I am so very sorry for your grief. There are no "magic words" that I can give you. I truly wish there were. Deployment sucks. I know first hand as I am active duty Navy. I can only say that you really need to ease up on yourself. You are entitled to feel the way that you do. You have lost more than one child and the latest loss was only a month ago. I have good days and then I have days as you have described and it has been just over three months for me. Time is the only healer that I know of. I cannot imagine trying to deal with this kind of pain and adding a deployment to the mix. I wish you peace, strength, and serenity. shelly
I am so sorry for your loss. There isn't a magic pill or button to make you feel better. You just have to take it one day at a time. I know that is easier said than done. I miscarried in June and I still have those horrible days...they do become fewer in between. You will always miss your little one and wonder what they would be like. I wish I could make all the pain for all of us just go away and give us healthy pregnancies and our angels but I can't and neither can you. You must take care of yourself physically and emotionally.
You can always come here to vent and talk. I know the words I am saying don't really help but please know you are not alone. We are here for you.
I am so sorry. ((((HUGS))))
I pray that we will all have peace and happiness someday soon.
I am so sorry for your losses. I can't imagine the additional strain put on it by having your DSO deployed. Not only do you have the grief of yourchildren but he is not here to support you and like you said you need to be optimistic for him.
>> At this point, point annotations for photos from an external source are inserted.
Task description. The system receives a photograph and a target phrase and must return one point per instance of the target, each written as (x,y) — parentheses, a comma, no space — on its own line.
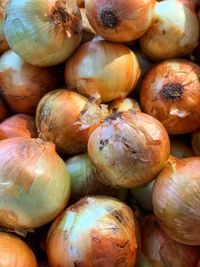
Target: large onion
(176,200)
(129,149)
(102,68)
(43,32)
(34,183)
(96,231)
(171,93)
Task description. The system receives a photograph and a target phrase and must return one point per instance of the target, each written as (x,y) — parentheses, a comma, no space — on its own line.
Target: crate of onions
(99,133)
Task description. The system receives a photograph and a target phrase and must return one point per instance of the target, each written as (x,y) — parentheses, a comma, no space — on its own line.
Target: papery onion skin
(176,201)
(102,68)
(129,149)
(34,183)
(174,31)
(170,92)
(110,236)
(14,252)
(43,32)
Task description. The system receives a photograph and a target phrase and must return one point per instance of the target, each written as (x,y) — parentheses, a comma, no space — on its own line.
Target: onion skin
(110,237)
(102,68)
(129,149)
(176,202)
(34,183)
(14,252)
(170,92)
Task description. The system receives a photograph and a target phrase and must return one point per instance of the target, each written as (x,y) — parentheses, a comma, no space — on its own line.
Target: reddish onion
(170,92)
(129,149)
(110,236)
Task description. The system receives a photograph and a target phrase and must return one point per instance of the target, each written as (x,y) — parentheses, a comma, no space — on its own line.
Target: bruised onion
(34,183)
(174,31)
(176,200)
(96,231)
(129,149)
(102,68)
(170,92)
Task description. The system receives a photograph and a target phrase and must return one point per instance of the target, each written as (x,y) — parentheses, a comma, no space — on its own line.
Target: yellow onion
(96,231)
(43,32)
(129,149)
(120,21)
(170,92)
(34,183)
(102,68)
(176,201)
(174,31)
(14,252)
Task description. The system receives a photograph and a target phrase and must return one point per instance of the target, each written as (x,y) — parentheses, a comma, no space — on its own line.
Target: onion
(174,31)
(22,84)
(19,125)
(110,236)
(14,252)
(102,68)
(160,250)
(43,32)
(129,149)
(176,201)
(34,183)
(84,179)
(120,21)
(171,93)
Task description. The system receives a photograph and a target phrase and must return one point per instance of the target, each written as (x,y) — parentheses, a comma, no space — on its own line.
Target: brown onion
(22,84)
(129,149)
(96,231)
(34,183)
(19,125)
(176,200)
(14,252)
(102,68)
(170,92)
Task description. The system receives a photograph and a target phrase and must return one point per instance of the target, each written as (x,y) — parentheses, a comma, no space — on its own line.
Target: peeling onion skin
(34,183)
(170,92)
(174,31)
(14,252)
(129,149)
(109,70)
(43,32)
(96,231)
(176,201)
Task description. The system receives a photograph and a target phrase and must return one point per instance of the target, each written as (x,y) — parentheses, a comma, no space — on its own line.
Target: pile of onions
(42,32)
(104,69)
(67,118)
(170,92)
(174,31)
(120,21)
(34,183)
(19,125)
(14,252)
(22,84)
(176,200)
(129,149)
(110,236)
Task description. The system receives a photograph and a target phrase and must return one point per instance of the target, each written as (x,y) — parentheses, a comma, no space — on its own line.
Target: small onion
(170,92)
(43,32)
(14,252)
(96,231)
(176,200)
(174,31)
(34,183)
(19,125)
(102,68)
(120,21)
(129,149)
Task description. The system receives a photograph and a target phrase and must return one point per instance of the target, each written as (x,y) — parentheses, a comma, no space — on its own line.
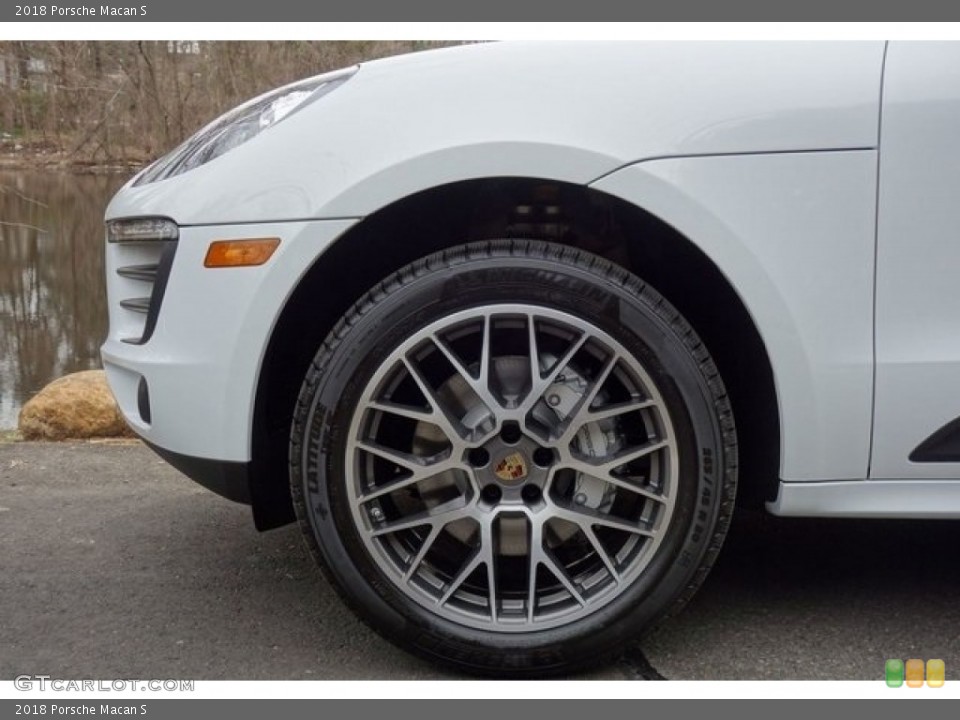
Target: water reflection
(53,309)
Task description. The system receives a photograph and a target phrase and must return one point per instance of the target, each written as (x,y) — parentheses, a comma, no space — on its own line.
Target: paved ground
(114,565)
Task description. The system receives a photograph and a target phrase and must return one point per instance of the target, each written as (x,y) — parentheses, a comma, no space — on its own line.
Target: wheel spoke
(540,383)
(618,409)
(441,515)
(460,559)
(581,411)
(601,552)
(489,559)
(603,469)
(584,517)
(560,573)
(480,386)
(462,574)
(533,564)
(450,426)
(424,549)
(419,467)
(590,470)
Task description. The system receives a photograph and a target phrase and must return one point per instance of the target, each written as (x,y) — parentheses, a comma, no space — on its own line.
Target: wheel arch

Please com here whenever you need to and feel free to PM me if you need to talk. We will all do what we can to support you so that you can stay positive for DSO. My thoughts and prayers are with both of you.
Hi I am sorry for your losses and yur love one deploying. I have loss three pregnancies in the last year and a half so I know how hard it can be. The wishful hopeful thinking. I have a couple of questions have you talked to someone about your feelings about the losses? It has helped me and I never knew I was suppressing these feelings deep down inside me. My second question is do you have a pet or thinking about getting a pet? I have two cats a girl named Annaliese and a boy cat named Snickers. They mean the world to me, and when my husband deploys or is at work they can give me a lot of company and they love showing tons of affection. My husband deploys in January till May and I am thankfull I have them with me at home. I want to wish you all the best in TTC when he gets back and maybe we can be on the same birth board together.
I am sorry that you are going through all of this, especially with DSO leaving on deployment. Maybe having this time apart you can use to heal and get ready to TTC (if that's what you want). And I agree with Militarybaby about having pets--we have a cat and the 3 dogs and they are wonderful companions. I hope one day you will have a baby in your arms!